CBs Looking for a Beef: Josh Norman and Jaire Alexander
Usually, though, it’s the cornerback who starts these incidents. Giants WR Odell Beckham Jr. was goaded into a short-lived but memorable feud with the Panthers’ Josh Norman late in the 2015 season. Norman was a late-round pick with a point to prove, and trash talk had become a hallmark of his game. Beckham took the bait, and the two had several altercations during a thrilling win for the Panthers.
That beef continued the following season, when Norman joined the NFC East in Washington. Outside of a bizarre game that also involved a frustrated Beckham beating up a kicking net on the sideline, things fizzled out. Norman found other receivers to beef with, including DeAndre Hopkins and Crabtree, while Beckham was largely beef-free in the later years of his career.
It was former Packers CB Jaire Alexander’s pregame trash talk in 2022 that sparked his beef with Stefon Diggs, which led to a pregame scuffle between the two before last season’s Texans-Packers game even kicked off. Diggs didn’t exactly shy away from the beef, so he’s not totally innocent here. “I’m never the bigger person,” he told reporters last October. “I ain’t letting shit go.”
A Truly Personal Beef: CB Jalen Ramsey and WR Golden Tate
These beefs have provided us with memorable moments but not a lot of memorable plays. The winners haven’t been decided by the results on the field—I’ve included a lot of video clips, and very few of them have been football highlights—but by who got the last laugh or won the most viral moment. Football is merely a backdrop for all of the drama. There isn’t a better illustration of that than the rivalry between Ramsey and Tate, which may have developed even if the two had never picked up a football. It’s a messy situation, so I’ll just let Tate explain:
“Him and one of my twin sisters have two children together,” Tate said on a podcast earlier this year. “Now things happened within that relationship where I don’t think my sister was done or treated the way she should have been treated.
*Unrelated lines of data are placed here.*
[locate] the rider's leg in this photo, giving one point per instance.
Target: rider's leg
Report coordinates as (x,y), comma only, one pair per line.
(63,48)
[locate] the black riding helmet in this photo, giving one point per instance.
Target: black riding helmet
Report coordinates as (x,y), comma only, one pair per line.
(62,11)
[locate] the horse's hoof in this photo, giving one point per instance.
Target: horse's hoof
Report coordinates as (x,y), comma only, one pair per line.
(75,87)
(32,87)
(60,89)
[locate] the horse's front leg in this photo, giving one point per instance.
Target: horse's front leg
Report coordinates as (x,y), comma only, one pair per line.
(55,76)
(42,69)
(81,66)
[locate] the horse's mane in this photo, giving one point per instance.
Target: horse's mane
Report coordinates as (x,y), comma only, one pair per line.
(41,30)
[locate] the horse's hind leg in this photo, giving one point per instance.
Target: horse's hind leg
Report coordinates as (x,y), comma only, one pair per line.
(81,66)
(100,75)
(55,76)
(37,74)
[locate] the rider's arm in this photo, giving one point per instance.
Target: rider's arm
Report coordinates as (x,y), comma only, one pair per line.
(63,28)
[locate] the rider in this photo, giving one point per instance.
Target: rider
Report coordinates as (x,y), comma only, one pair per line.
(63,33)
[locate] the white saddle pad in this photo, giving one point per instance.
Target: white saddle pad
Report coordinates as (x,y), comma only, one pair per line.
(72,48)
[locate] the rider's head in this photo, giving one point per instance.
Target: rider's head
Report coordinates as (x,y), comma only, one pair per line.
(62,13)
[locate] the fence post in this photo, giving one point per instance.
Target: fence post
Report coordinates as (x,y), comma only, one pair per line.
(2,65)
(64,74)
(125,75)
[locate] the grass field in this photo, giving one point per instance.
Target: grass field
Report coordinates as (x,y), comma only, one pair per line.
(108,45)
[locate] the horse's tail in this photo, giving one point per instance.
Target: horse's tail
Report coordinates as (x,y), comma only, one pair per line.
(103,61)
And when that happens, who you gotta come see? You gotta come see big bro.”
The relationship between Ramsey and Tate’s sister ended in 2019, and things got heated a year later, when Tate’s Giants took on Ramsey’s Rams during the 2020 season. On a pivotal play, Ramsey ran through a block and blew up Tate on a short pass to the flat, but that wasn’t enough for him. According to Tate, the Rams corner later approached him at midfield after the final whistle and took a swing at him before words were even exchanged. That led to a brawl between the two teams while Tate and Ramsey wrestled on the turf.
“On sight, we knew what we was gonna do,” Ramsey said in a 2022 interview about the 2020 incident. “I mean, that’s his sister, that’s what he supposed to do, too. But you mind your business, too. This is me too now.”
It’s like Ramsey didn’t know who was in the right, and he didn’t care. He just wanted a fight. Ramsey has never turned down an opportunity to beef. We’ve already covered his issues with Smith. He also talked enough shit to get A.J. Green to unleash a flurry of punches to the back of his head during the first half of a 2017 game between Ramsey’s Jaguars and Green’s Bengals. He has found himself in plenty of contentious matchups against star receivers, including Tyreek Hill, Hopkins, and Diggs. He just seems to have a knack for pissing off his opponent. So it’s fitting that Ramsey’s first high-profile altercation with a receiver was with Smith, the player who set the disrespectful tone for this toxic era and may have created this wave of beef-hungry cornerbacks who’ve kept it going.